Tutorial 3: Modules

The nn module provides neural network layers, activations, and the Module trait that unifies them all. Modules compose naturally — a model is a Module that contains other Modules.

This tutorial builds on Tutorial 2: Automatic Differentiation.

The Module Trait

Every layer in floDl implements this trait:

pub trait Module {
    fn forward(&self, input: &Variable) -> Result<Variable>;

    fn parameters(&self) -> Vec<Parameter> { vec![] }
    fn name(&self) -> &str { "module" }
    fn sub_modules(&self) -> Vec<Rc<dyn Module>> { vec![] }
    fn move_to_device(&self, _device: Device) {}
    fn set_training(&self, _training: bool) {}
    fn as_named_input(&self) -> Option<&dyn NamedInputModule> { None }
}

forward takes an input variable and returns an output variable. parameters returns all learnable weights. Modules with no learnable parameters (like activations) return an empty vec.

Linear

Fully connected layer: y = x @ W^T + b.

let linear = Linear::new(784, 128)?;

Weights are Kaiming-initialized (suitable for ReLU). Input shape: [batch, in_features]. Output shape: [batch, out_features].

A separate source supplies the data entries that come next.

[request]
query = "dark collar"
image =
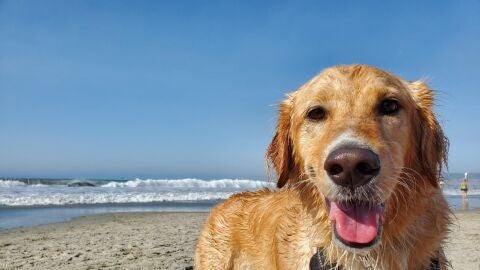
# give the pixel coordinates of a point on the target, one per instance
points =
(318, 262)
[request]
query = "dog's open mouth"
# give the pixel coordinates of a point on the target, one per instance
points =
(357, 225)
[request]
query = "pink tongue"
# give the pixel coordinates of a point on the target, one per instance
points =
(355, 223)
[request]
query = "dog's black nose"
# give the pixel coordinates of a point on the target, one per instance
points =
(352, 166)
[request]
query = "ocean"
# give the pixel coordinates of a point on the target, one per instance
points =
(28, 202)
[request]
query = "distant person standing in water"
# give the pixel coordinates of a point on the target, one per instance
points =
(464, 186)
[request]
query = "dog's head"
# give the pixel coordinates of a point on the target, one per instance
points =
(357, 133)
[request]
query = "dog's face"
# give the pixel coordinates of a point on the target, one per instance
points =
(355, 132)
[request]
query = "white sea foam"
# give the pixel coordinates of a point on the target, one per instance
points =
(133, 191)
(97, 198)
(192, 183)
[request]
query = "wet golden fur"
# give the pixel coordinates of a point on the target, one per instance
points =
(282, 229)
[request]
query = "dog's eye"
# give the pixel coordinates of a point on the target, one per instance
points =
(389, 106)
(317, 113)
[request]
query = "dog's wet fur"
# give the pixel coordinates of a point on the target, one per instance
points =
(284, 228)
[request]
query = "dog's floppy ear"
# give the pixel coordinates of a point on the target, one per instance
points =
(279, 152)
(432, 145)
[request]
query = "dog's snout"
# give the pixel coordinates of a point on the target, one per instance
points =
(352, 166)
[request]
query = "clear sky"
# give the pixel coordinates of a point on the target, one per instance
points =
(173, 89)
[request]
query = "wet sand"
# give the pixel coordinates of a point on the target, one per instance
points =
(157, 241)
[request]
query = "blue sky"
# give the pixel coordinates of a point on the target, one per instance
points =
(173, 89)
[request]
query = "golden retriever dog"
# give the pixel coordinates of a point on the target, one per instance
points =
(358, 154)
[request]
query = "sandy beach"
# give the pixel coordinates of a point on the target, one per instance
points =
(157, 241)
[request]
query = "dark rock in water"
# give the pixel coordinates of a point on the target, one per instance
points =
(81, 184)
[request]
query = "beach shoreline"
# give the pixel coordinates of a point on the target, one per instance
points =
(153, 240)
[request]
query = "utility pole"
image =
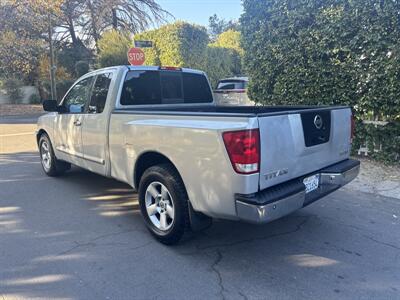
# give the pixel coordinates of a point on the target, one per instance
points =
(52, 65)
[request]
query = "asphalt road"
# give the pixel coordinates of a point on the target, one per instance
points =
(81, 236)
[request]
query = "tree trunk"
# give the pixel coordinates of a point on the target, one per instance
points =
(95, 32)
(71, 29)
(115, 19)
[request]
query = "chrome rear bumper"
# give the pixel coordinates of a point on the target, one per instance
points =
(281, 200)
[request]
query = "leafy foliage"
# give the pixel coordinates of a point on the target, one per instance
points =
(81, 68)
(185, 45)
(13, 89)
(217, 26)
(325, 52)
(113, 48)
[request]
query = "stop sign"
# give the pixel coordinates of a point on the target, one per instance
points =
(136, 56)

let output = linear.forward(&input)?;  // [batch, 784] -> [batch, 128]

Builder options

// Without bias
let linear = Linear::no_bias(784, 128)?;

// On a specific device
let linear = Linear::on_device(784, 128, Device::CUDA(0))?;

Convolutions

Conv1d

1D convolution over [N, C, L] inputs. Same builder pattern as Conv2d.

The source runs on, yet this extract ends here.